Thinking about it today, it occurs to me that the speech, salted liberally with the repetitive mantra of "Pass This Jobs Plan Now!" comes across as mostly meaningless, especially when you realize that whatever jobs plan Obama was pressuring Congress to pass ("
now!") was not in writing, so there was nothing actually to pass, now or later. And because there was nothing in writing, the costs of this amazing plan that needed to be passed now were also nonexistent. Yet another game of charades by the master charlatan.
Why does this all sound so depressingly familiar? Does anyone remember the 2,000+ page health care bill? Speaker Pelosi herself admitted (after the fact) that Congress had to pass the bill before they could know what was in the bill. Members of Congress hadn't even
read it, but they went ahead and passed it anyway because there was Obama insisting it had to be passed now. And so they passed it. And what a mess it was and is.
Now here we are again, the president standing before Congress and essentially daring it not to pass his jobs bill which is not yet in writing and whose cost has yet to be specified, because if they don't, he will sick (sic?) the American people on them.
This is not leadership; it's political theater. Unfortunately this sort of theater what we have come to expect from Obama because it's all he knows. And his far-left base loves it. I found this by John B. Judis of
The New Republic:
"Before Obama’s speech, commentators were saying that he stood no chance of getting his program through Congress. But when Obama shows leadership—when he plays the class card, as he did, and implicitly paints the opposition as the party of the wealthy and of the big corporations—then they quaver... ("Obama's Angry, Direct, and Eloquent Defense of Government").

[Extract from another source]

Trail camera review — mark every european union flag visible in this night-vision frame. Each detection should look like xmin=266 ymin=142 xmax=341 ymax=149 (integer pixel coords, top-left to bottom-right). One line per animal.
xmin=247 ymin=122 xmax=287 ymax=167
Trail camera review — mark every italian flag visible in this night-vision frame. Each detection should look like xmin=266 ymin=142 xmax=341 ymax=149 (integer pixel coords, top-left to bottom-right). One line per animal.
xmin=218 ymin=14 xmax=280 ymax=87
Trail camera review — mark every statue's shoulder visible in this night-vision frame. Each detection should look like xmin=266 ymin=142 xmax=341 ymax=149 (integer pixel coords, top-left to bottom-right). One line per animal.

Playing the class card is leadership? Playing the race card is leadership? Denigrating your political opponents and then denigrating the act of denigrating of one's opponents is leadership? Apparently so, if you're a left-leaning Democrat. My definition of leadership is a little different. Obama may have a plan, but so do others in Congress, some of them Republicans. Try working together with them again, Mr. President. Only this time, actually listen to and incorporate their ideas. It should not be an either/or proposition.
And yes, I know the Democrats like to say that it's the Republicans who are the obstructionists, the Republicans who are always saying "no." But that's part of the theater. The reality is, the president brushed aside the Republicans during the health care debate (I seem to recall him saying to one Republican senator, "I won--get over it"). Since this president doesn't play by the rules, I tend to ignore it when Democrats demonize the Republicans in these discussions.